Por isso, enquanto fisiólogos filósofos, dizia Bernard (1878, p. 340), podemos admitir um tipo de finalidade particular ou de teleologia intra-orgânica, segundo a qual "todo ato de um organismo vivo tem seu fim na interioridade desse organismo"."O agrupamento dos fenômenos vitais em funções", acrescentava Bernard, "é a expressão desse pensamento". Com efeito, a função – nada menos que o objeto privilegiado da fisiologia (Coleman, 1985, p. 241) – não era outra coisa para Claude Bernard (1878, p. 370) que "uma série de atos ou de fenômenos agrupados, harmonizados, com vistas a um resultado determinado". E, ainda que, para a execução de uma função, "as atividades de uma multidão de elementos anatômicos" convergissem entre si, tal função não podia ser reduzida à "soma bruta das atividades elementares e células justapostas" (Bernard, 1878, p. 370). Longe disso, para individualizar uma função, para que seja possível descrever um conjunto de atividades orgânicas como cumprindo uma função, devemos considerar essas atividades como "harmonizadas, concertadas, de forma que convirjam para um resultado comum" (Bernard, 1878, p. 370).

Porém, para que possamos entender os organismos enquanto seres vivos – e não meramente como sistemas físicos de alta complexidade – temos que ir além da análise fisiológica e além da teleologia intraorgânica. Isto é: somos levados a considerar esta outra forma de conformidade a fim que tem a ver com a relação que existe entre o organismo e seu meio ambiente2 2 Relação que, como Conry (1974, p. 734) aponta, Bernard (1878, p. 147) deixava explicitamente fora do escopo e do interesse da fisiologia. . A teoria darwiniana da seleção natural aparece então como aquela que nos permite pensar essa adequação de uma perspectiva científica. Pode-se dizer, por isso, que a principal contribuição do darwinismo tem sido a de permitir uma colocação e um tratamento não-teológico daquele problema que Newton formulou, na vigésima oitava questão de sua Óptica: "Por que os corpos dos animais são projetados com tanta arte, e para que fins são suas várias partes?" (Newton, 2000, § 28, p. 279).

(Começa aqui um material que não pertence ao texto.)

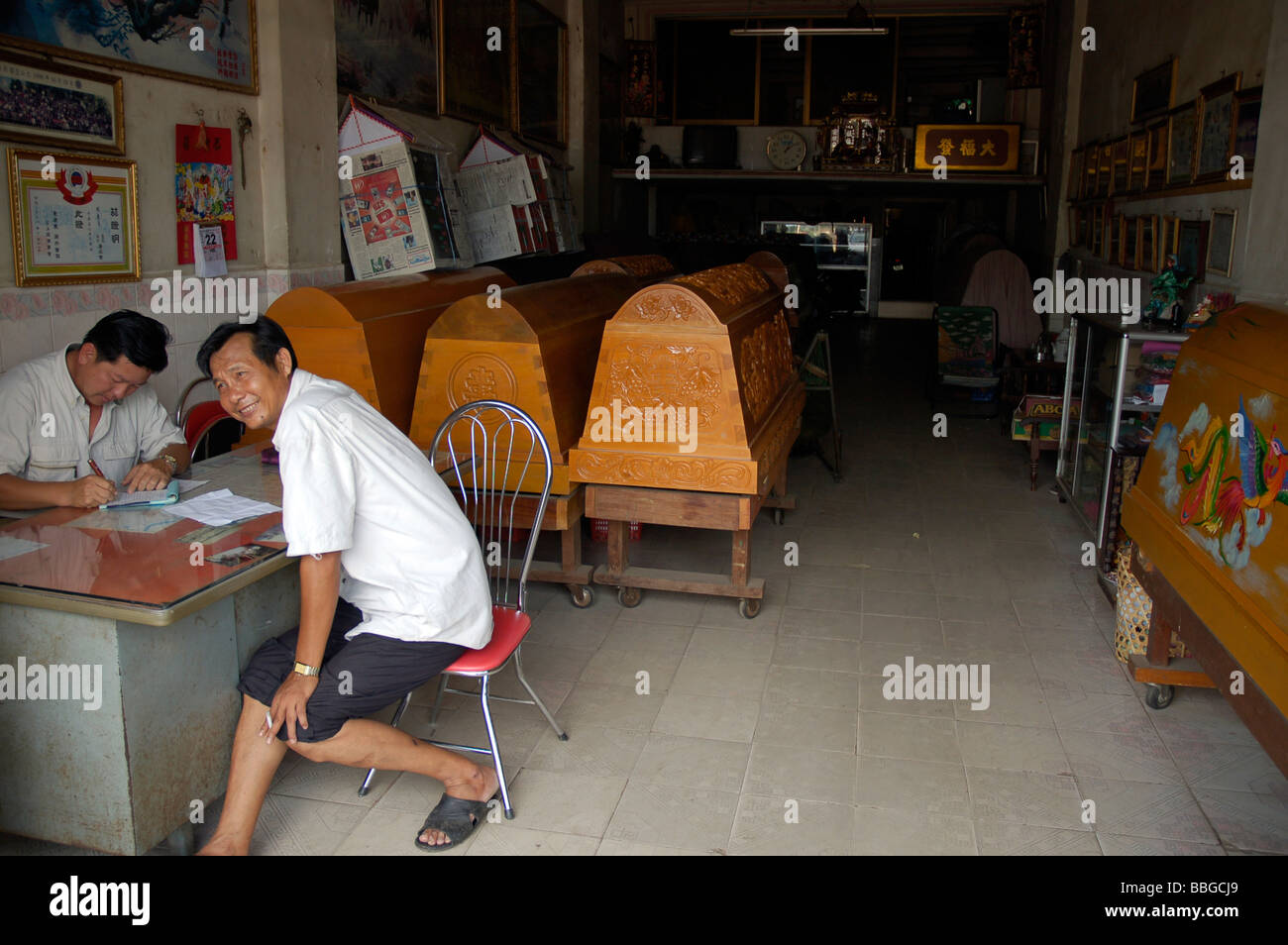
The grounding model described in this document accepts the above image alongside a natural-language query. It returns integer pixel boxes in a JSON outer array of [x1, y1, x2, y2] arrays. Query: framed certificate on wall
[[9, 148, 141, 286]]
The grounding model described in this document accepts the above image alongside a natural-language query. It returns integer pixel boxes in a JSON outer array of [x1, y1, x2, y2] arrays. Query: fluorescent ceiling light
[[729, 26, 890, 36]]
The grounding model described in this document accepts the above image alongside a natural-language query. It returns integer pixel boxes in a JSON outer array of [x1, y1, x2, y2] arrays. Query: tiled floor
[[0, 326, 1288, 856]]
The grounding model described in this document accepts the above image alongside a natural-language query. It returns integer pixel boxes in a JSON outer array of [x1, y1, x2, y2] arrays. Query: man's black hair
[[197, 315, 299, 377], [81, 309, 170, 373]]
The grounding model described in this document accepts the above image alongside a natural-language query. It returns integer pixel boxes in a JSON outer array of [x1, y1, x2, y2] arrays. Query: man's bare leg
[[292, 718, 501, 846], [197, 694, 286, 856]]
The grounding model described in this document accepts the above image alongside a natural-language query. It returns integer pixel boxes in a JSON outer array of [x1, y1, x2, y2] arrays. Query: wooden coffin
[[571, 254, 805, 495], [266, 265, 514, 433], [572, 255, 677, 282], [411, 273, 639, 495], [1124, 304, 1288, 766]]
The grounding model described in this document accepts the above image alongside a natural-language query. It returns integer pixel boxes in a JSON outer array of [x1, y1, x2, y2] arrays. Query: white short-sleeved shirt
[[0, 349, 184, 491], [273, 368, 492, 649]]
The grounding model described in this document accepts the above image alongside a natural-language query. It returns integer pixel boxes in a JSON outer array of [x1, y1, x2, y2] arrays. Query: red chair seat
[[443, 604, 532, 672]]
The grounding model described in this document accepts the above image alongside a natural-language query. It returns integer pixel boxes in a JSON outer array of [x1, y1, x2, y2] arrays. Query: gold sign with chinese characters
[[913, 125, 1020, 172]]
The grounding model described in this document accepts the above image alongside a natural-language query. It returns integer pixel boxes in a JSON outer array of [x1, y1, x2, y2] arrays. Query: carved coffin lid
[[570, 254, 804, 493], [1124, 304, 1288, 713], [266, 265, 514, 433], [572, 255, 675, 280], [411, 273, 639, 494]]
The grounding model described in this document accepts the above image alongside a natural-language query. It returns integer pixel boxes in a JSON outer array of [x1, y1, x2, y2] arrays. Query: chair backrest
[[935, 305, 997, 368], [429, 400, 551, 610]]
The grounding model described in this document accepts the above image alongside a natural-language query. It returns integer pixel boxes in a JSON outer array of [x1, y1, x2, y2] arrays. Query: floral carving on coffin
[[576, 454, 755, 491], [608, 343, 722, 429]]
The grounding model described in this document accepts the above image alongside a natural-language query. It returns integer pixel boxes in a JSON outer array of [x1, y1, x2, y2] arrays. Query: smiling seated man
[[197, 317, 498, 855], [0, 309, 189, 510]]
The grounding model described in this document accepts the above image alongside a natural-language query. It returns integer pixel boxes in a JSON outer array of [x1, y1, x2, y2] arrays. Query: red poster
[[174, 125, 237, 263]]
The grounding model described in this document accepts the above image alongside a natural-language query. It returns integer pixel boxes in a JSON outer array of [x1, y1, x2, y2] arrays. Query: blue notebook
[[99, 478, 179, 508]]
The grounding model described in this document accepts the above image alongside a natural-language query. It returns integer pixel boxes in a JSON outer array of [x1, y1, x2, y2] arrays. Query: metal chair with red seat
[[174, 377, 246, 463], [358, 400, 568, 820]]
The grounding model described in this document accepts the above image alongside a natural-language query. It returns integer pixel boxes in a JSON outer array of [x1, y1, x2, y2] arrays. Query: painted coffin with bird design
[[1124, 304, 1288, 714], [411, 273, 640, 495], [266, 265, 514, 433], [571, 253, 805, 495]]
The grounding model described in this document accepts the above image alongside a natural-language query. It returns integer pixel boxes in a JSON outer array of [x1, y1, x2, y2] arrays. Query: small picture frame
[[1207, 209, 1239, 278], [1167, 102, 1198, 186], [1158, 216, 1181, 261], [1127, 130, 1149, 193], [1145, 119, 1167, 190], [1130, 55, 1176, 125], [1136, 214, 1160, 273], [1109, 137, 1127, 193], [1118, 216, 1140, 269], [1096, 142, 1115, 197], [1176, 220, 1208, 282], [1065, 148, 1083, 199], [9, 148, 142, 286], [0, 49, 125, 155], [1232, 85, 1261, 173], [1194, 72, 1243, 183]]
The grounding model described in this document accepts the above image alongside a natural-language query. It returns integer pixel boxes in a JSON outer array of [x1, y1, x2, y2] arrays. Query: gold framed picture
[[9, 148, 141, 286], [0, 49, 125, 155]]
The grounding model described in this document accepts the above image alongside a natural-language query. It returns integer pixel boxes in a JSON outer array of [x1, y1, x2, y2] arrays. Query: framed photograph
[[1207, 210, 1239, 276], [0, 0, 259, 95], [1109, 138, 1127, 193], [335, 0, 438, 117], [1145, 119, 1168, 190], [0, 49, 125, 155], [1167, 102, 1197, 186], [1118, 216, 1140, 269], [1194, 72, 1243, 181], [622, 40, 657, 119], [1136, 214, 1162, 273], [1127, 132, 1149, 193], [515, 0, 568, 147], [9, 148, 141, 286], [1130, 55, 1176, 125], [1096, 142, 1115, 197], [1234, 85, 1261, 173], [1158, 216, 1181, 264], [438, 0, 515, 128], [1176, 220, 1208, 282]]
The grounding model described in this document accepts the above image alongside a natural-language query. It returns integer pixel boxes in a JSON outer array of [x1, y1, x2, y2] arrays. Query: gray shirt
[[0, 349, 184, 482]]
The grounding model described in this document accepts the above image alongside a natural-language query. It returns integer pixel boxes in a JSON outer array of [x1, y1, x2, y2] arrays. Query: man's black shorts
[[237, 600, 467, 742]]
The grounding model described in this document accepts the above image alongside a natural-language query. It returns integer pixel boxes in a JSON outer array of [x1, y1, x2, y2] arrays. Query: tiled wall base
[[0, 263, 344, 412]]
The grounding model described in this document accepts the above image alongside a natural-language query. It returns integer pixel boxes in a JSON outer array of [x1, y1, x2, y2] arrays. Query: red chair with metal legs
[[358, 400, 568, 820]]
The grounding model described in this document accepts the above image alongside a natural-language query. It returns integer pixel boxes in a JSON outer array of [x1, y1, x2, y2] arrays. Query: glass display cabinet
[[1056, 314, 1188, 596], [760, 220, 881, 315]]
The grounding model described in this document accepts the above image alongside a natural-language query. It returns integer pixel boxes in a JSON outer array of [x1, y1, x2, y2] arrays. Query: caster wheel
[[1145, 682, 1176, 709]]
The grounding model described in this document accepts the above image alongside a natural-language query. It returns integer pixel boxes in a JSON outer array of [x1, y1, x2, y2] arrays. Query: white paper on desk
[[166, 489, 282, 525], [0, 534, 49, 562]]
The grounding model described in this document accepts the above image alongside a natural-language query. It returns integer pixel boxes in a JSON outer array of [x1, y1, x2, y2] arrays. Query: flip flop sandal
[[416, 794, 494, 854]]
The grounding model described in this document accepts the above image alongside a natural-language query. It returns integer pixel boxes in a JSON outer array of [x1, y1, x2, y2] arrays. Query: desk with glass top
[[0, 447, 299, 854]]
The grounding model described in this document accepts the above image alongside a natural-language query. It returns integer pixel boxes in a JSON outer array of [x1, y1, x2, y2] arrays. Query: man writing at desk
[[197, 317, 498, 854], [0, 309, 189, 510]]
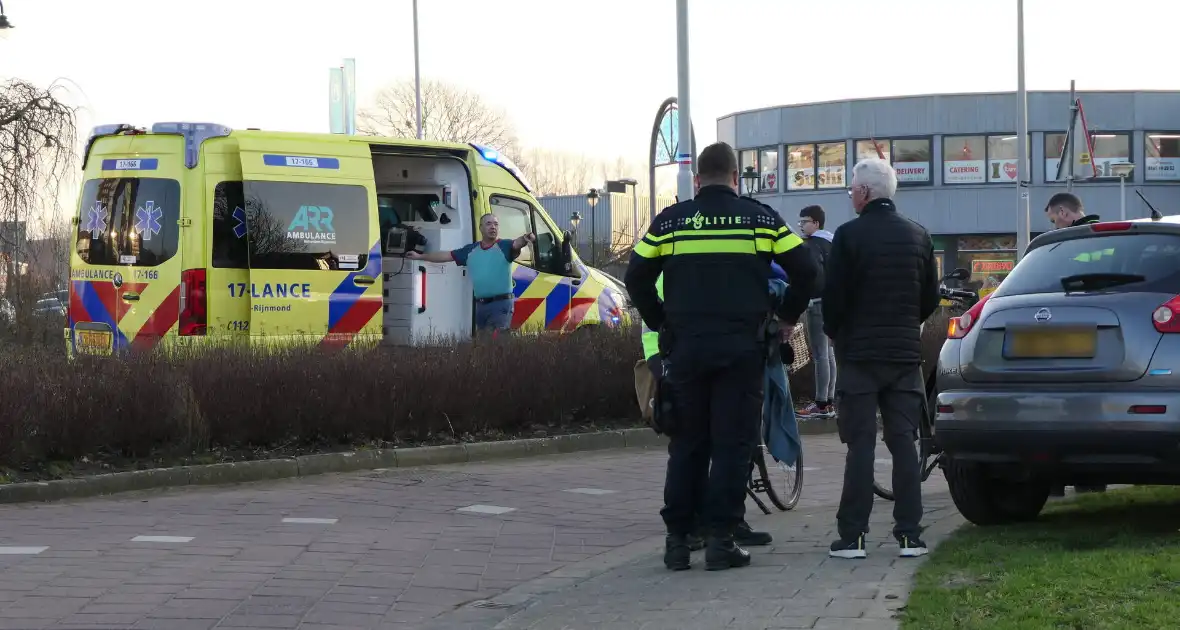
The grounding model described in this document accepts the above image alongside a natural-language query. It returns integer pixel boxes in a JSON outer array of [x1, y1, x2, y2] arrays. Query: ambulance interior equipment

Quase coincidindo no seu ponto de partida com a teologia natural que encontramos em Paley e também em Lineu, o argumento apresentado em A origem das espécies está baseado na presunção de que o mundo orgânico pode e deve ser compreendido em virtude das adaptações que nele se manifestam; mas a teoria da seleção natural nos permite fazer isso sem que tenhamos de apelar para a idéia de um artífice supremo (Campbell, 1983, p. 192; Ruse, 1983, p. 323; Gould, 1994, p. 138; Brandon, 1999, p. 383).

A INVERSÃO DARWINIANA

Voltamos assim a nossa oposição inicial entre as duas teleologias: a de Kant ou Bernard, e a de Darwin. Porém, ao fazer isso, não podemos deixar de notar algo que tem a ver com o modo pelo qual se vinculam ambas as formas de adequação a fim. Referimo-nos, especificamente, ao fato de que, dentro da biologia contemporânea, a teleologia darwiniana é, em certo sentido, o fundamento ou a razão de ser da teleologia intra-orgânica. É que, mesmo sem esquecer que o fisiólogo e o biólogo funcional não precisam, em geral, nem da idéia de seleção natural, nem da idéia de um projeto divino para dizer que a função do coração é bombear o sangue;3 3 A noção de ser organizado, por si própria, serve de sustentação categorial para esse juízo: Harvey nada deve, nesse sentido, nem a Darwin nem a Paley. se nos perguntamos sobre como é possível que existam seres cujas partes ou totalidade sejam meios e fins ao mesmo tempo, talvez, a única forma, permitida pela ciência atual, de levantar e responder essa pergunta seja aquela proposta por Darwin.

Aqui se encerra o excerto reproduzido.